Abstract

Hepatocellular carcinoma (HCC) of intermediate stage consists of diverse tumor and patient factors in terms of tumor number, size and liver function resulting in various outcomes given by transarterial chemoembolization (TACE). Transarterial radioembolization (TARE) using radioactive isotope, β-ray emitting Yttrium-90 with a short half-life and penetration depth, is an emerging intra-arterial brachytherapy characterized by potent anti-cancer effect given by radiation but minimal embolic effect.

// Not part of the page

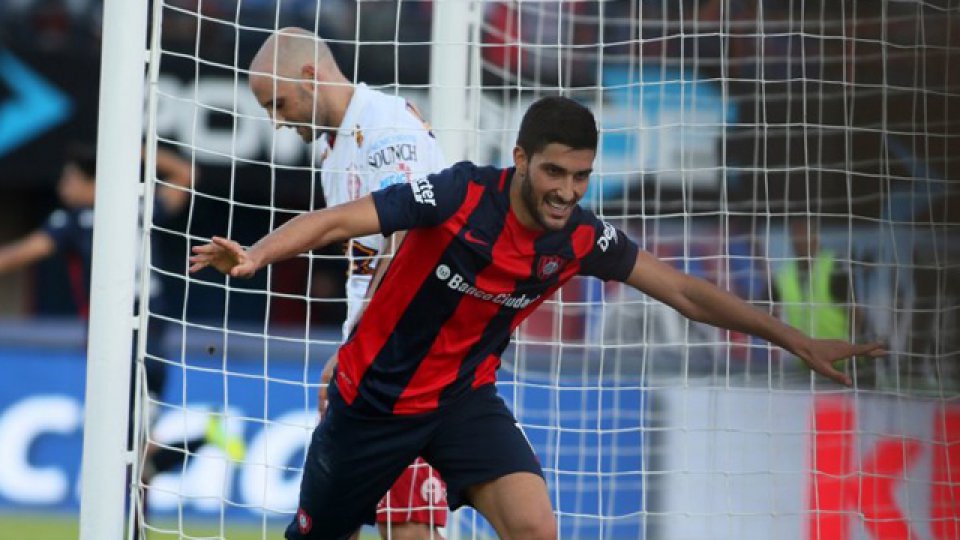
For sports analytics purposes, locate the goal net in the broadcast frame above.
[130,0,960,540]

Although there is lack of study directly comparing the efficacy and safety between TACE and TARE in patients with unresectable HCC, several retrospective or small-scaled studies suggest that overall efficacy indicated by overall survival and time to progression is similar between two modalities and TARE has a superiority in the safety including postembolization syndrome, hospitalization days and outpatient-based therapy. In advanced HCC with portal vein (PV) invasion, TACE is not consistently recommended due to risk of hepatic decompensation or failure after procedure. On the contrary, available data suggest that TARE might be a promising treatment option in HCC with PV thrombosis if patient's liver function is preserved and the level of PV invasion is less than main trunk. Ongoing trials comparing TARE and sorafenib in advanced HCC would elucidate the role of this locoregional therapy. The need of a multidisciplinary team, complex steps of procedure and high cost of TARE are the hurdles to widespread recommendation of this therapy in intermediate or advanced HCC. The optimization of selection between TACE and TARE might be dependent on availability, experience, tumor factors and patient factors.